In 1954, Thorazine was put on a drugstore counter for anxiety and bipolar disorder.

Big Idea #2: Psychiatric medications can cause severe side effects and long-lasting dependency.

One of the biggest problems with limited testing is that it doesn’t give a drug enough time to develop side effects. We now know that drugs have many side effects, so we need to test them more extensively before approving them for use.

Psychiatric medications can cause long-lasting changes to a person’s brain. They can also have negative side effects.

Antidepressants are used to treat depression. They increase serotonin, a natural chemical in the brain that helps nerve cells communicate with each other. However, this can cause episodes of mania if there is too much of it.

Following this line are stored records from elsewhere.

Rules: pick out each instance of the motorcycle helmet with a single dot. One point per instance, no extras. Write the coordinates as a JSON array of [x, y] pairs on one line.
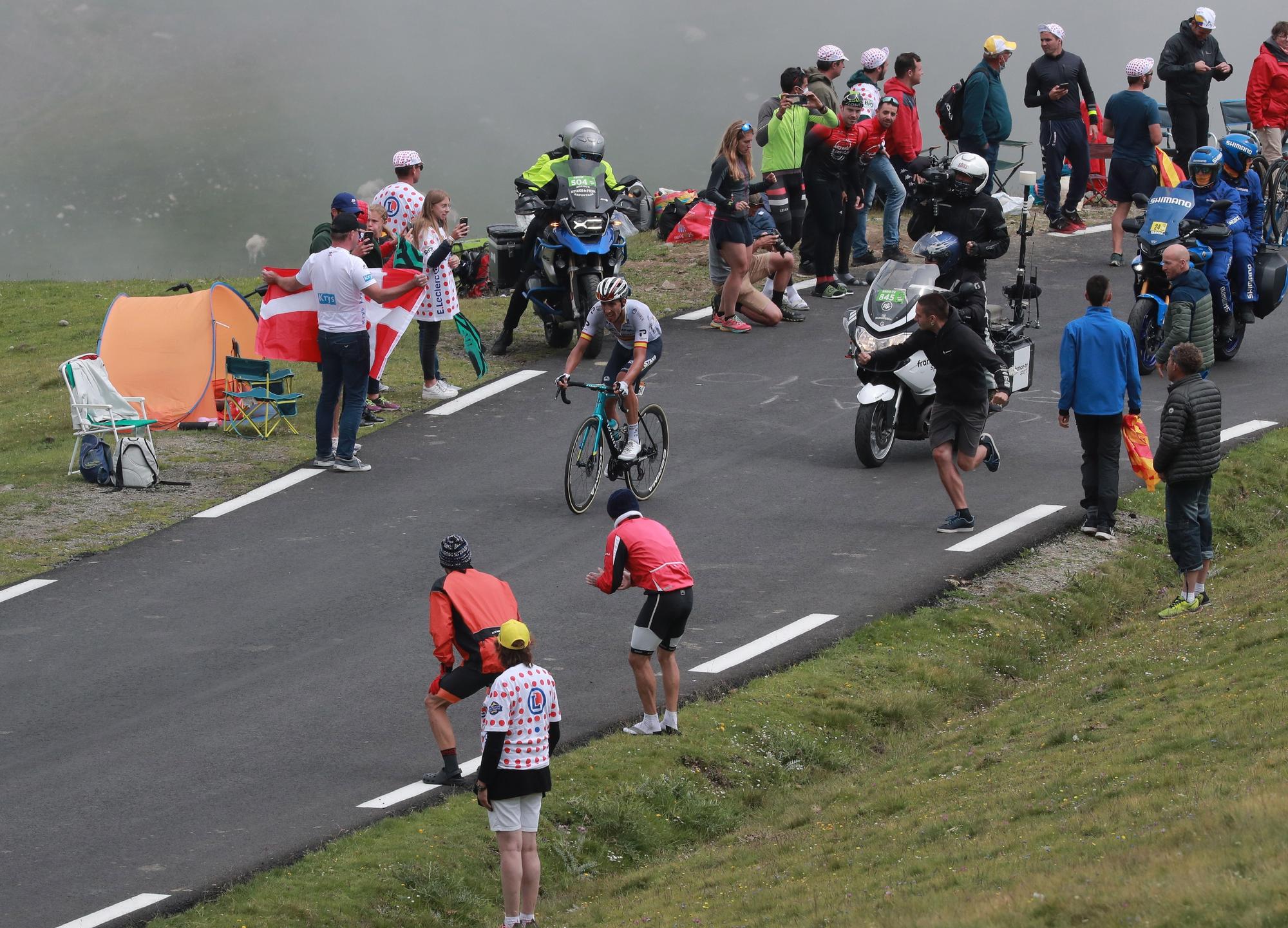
[[587, 144], [1205, 168], [940, 248], [1238, 150], [612, 289], [974, 167], [574, 128]]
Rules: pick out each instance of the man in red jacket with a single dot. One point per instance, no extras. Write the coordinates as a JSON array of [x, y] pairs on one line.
[[641, 552], [1268, 92], [904, 140]]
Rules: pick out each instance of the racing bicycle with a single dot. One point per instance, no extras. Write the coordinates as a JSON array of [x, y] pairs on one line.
[[597, 444]]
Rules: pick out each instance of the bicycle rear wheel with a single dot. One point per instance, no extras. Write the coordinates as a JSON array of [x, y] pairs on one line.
[[585, 467], [646, 472]]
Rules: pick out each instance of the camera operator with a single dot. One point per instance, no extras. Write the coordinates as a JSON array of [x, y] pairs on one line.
[[954, 200]]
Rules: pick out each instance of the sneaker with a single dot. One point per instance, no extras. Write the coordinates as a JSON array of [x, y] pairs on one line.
[[630, 453], [831, 290], [1179, 606], [440, 391], [445, 777], [956, 524], [994, 459], [351, 464], [734, 324]]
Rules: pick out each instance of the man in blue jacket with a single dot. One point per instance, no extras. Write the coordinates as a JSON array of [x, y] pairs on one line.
[[1098, 364], [986, 114]]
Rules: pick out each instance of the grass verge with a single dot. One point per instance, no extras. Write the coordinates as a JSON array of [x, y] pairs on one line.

Antipsychotic medications work by blocking a neurotransmitter called dopamine. But reducing dopamine can have negative side effects as well, such as tremors and impaired motor function in patients with Parkinson’s disease. Other common side effects include memory loss and reduced learning ability, as well as weight gain, suicidal thoughts and apathy. These symptoms are often treated with yet more drugs, leaving many patients taking multiple pills every day.

Many people are prescribed drugs for depression, anxiety, and other mental disorders. These prescriptions can lead to additional drug use when the patient experiences side effects from one prescription. This is not uncommon; some patients take multiple drugs per day to treat their symptoms.